Prediction of bond failure of FRP layers and concrete interface using a finite element method

Fiber reinforced polymers (FRPs) have become very popular for strengthening and reinforcing concrete civil structures such as columns, masonry walls, and bridges; for repairing deteriorating and damaged structures; and for strengthening wood structures.;It has been proven through multiple experiments and analyses that bonding FRP sheets to the face of a concrete or a wooden structure can increase the structure's strength. However, in many instances, the structure strengthened with the FRP suffered a premature debonding failure between the FRP and the concrete substrate before the concrete element had reached its increased strength potential.

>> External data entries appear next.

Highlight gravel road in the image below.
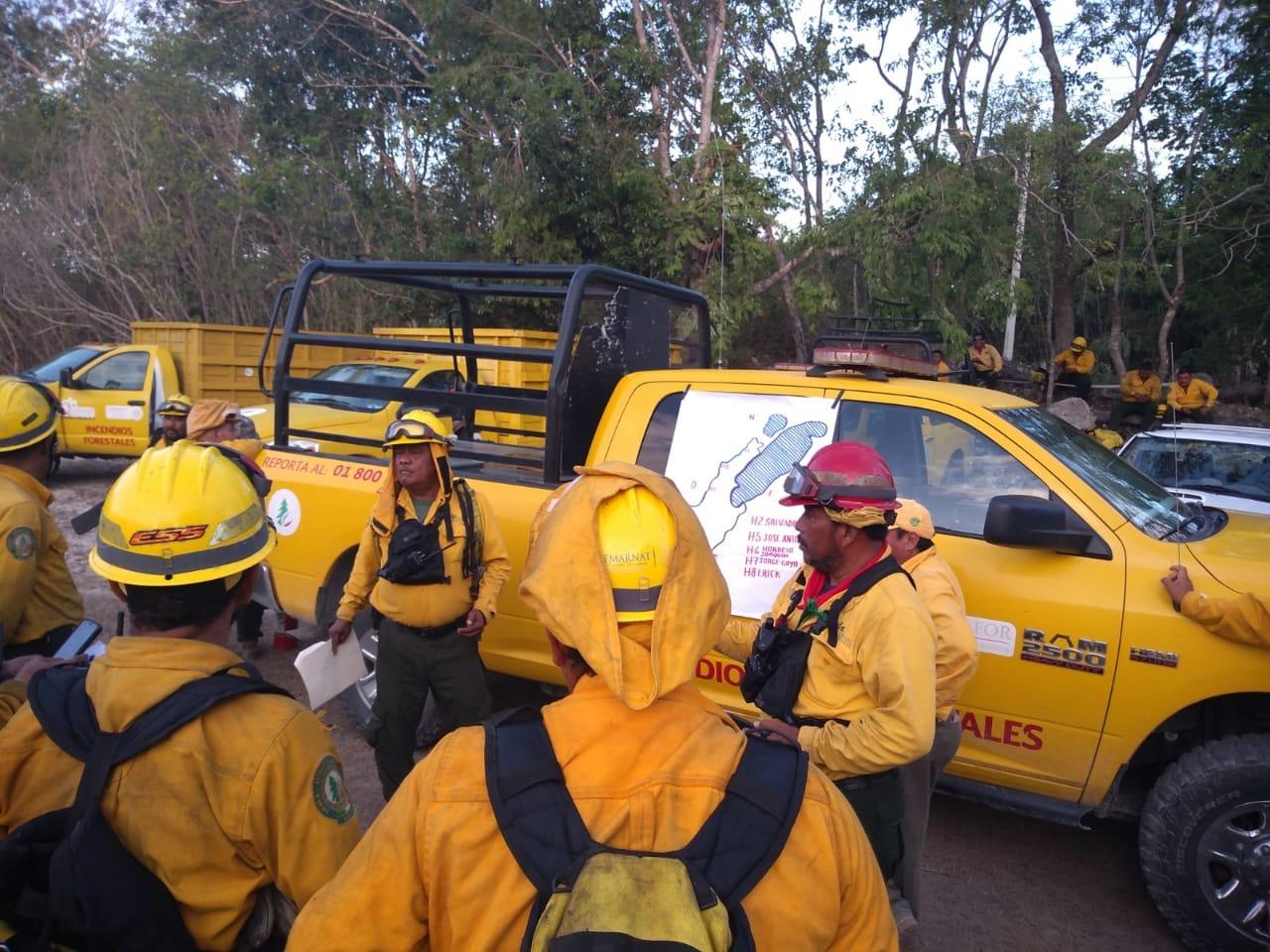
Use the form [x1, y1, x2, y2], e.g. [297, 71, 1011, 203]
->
[51, 459, 1183, 952]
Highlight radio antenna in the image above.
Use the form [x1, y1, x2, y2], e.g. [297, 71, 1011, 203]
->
[1166, 340, 1187, 565]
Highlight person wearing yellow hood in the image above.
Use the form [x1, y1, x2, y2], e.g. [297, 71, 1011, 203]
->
[150, 394, 194, 447]
[717, 441, 936, 903]
[290, 463, 897, 952]
[1054, 337, 1096, 400]
[886, 499, 979, 919]
[327, 410, 512, 799]
[185, 398, 264, 657]
[0, 440, 359, 952]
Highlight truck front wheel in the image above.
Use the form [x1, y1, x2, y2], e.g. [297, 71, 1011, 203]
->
[1138, 734, 1270, 952]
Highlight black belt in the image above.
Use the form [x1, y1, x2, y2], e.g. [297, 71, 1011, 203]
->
[790, 715, 851, 727]
[398, 616, 466, 639]
[833, 767, 899, 789]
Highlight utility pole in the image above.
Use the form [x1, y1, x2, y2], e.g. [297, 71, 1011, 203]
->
[1001, 146, 1026, 361]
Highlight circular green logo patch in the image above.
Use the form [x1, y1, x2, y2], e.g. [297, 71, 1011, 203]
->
[314, 754, 354, 824]
[5, 526, 36, 558]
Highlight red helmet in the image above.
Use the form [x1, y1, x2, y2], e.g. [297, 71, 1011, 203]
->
[781, 443, 899, 509]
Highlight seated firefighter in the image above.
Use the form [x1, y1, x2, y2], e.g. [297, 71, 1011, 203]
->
[291, 463, 897, 952]
[0, 440, 359, 952]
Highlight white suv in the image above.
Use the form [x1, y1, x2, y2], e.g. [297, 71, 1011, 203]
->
[1120, 422, 1270, 514]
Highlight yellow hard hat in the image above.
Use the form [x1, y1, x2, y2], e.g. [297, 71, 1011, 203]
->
[890, 498, 935, 539]
[0, 377, 63, 453]
[384, 410, 454, 449]
[595, 486, 676, 622]
[87, 440, 277, 585]
[159, 394, 194, 416]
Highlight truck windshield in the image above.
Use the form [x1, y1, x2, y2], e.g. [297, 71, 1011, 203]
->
[292, 363, 413, 414]
[27, 346, 103, 384]
[998, 407, 1201, 539]
[1121, 432, 1270, 503]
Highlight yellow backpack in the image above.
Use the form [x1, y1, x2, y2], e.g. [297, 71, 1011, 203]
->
[485, 708, 808, 952]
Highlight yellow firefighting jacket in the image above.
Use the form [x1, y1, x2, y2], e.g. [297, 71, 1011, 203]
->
[904, 548, 979, 721]
[717, 566, 936, 779]
[1169, 377, 1216, 410]
[1054, 348, 1094, 375]
[335, 484, 512, 629]
[287, 680, 908, 952]
[1183, 591, 1270, 648]
[0, 636, 361, 951]
[966, 344, 1006, 371]
[1120, 371, 1161, 404]
[0, 463, 83, 645]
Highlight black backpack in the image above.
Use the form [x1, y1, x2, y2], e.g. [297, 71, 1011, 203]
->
[0, 662, 287, 952]
[485, 708, 808, 952]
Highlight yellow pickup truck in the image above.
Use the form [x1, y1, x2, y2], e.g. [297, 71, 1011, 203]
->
[29, 321, 368, 457]
[262, 262, 1270, 949]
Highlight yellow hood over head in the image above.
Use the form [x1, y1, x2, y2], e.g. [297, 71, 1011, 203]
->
[521, 463, 731, 711]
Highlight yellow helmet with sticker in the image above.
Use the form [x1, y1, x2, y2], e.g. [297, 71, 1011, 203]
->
[384, 410, 454, 449]
[0, 377, 63, 453]
[159, 394, 194, 416]
[595, 486, 677, 622]
[87, 440, 277, 585]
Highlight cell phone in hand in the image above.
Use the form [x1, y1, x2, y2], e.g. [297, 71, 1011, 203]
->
[54, 618, 101, 661]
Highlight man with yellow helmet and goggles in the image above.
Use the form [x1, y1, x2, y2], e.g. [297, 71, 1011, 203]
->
[0, 377, 83, 660]
[1054, 337, 1096, 400]
[150, 394, 194, 447]
[0, 440, 359, 949]
[329, 410, 512, 799]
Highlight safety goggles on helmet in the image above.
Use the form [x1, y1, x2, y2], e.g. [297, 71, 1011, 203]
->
[384, 420, 445, 443]
[784, 463, 895, 505]
[158, 398, 194, 416]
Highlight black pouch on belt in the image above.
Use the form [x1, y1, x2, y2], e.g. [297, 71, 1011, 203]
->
[380, 520, 449, 585]
[740, 618, 812, 720]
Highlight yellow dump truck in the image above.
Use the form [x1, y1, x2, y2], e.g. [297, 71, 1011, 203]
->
[33, 321, 364, 456]
[262, 262, 1270, 949]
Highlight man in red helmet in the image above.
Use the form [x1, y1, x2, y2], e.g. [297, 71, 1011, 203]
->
[718, 443, 935, 903]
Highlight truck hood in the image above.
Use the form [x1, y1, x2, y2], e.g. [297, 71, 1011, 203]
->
[1187, 513, 1270, 593]
[242, 403, 375, 443]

A number of parameters that contribute to the debonding have been identified in the literature and several analytical models have been developed that attempt to predict the bond failure.;The purpose of this research is to build a FRP strengthened reinforced concrete simply supported beam with finite element methods (FEMs) using ANSYS FEM software. The best approach for modeling the reinforced concrete beam with finite elements will be determined. A simple and efficient method for modeling the bond layer between the concrete and the FRP layers will also be determined. The finite element (FE) models will then be analyzed with nonlinear analyses and the results will be evaluated. The debond failure or fiber rupture mode of failure will be predicted based on the FEM results. The effects of the epoxy's parameters will be investigated. The validity of the models will be compared to various empirical model results and experimental results.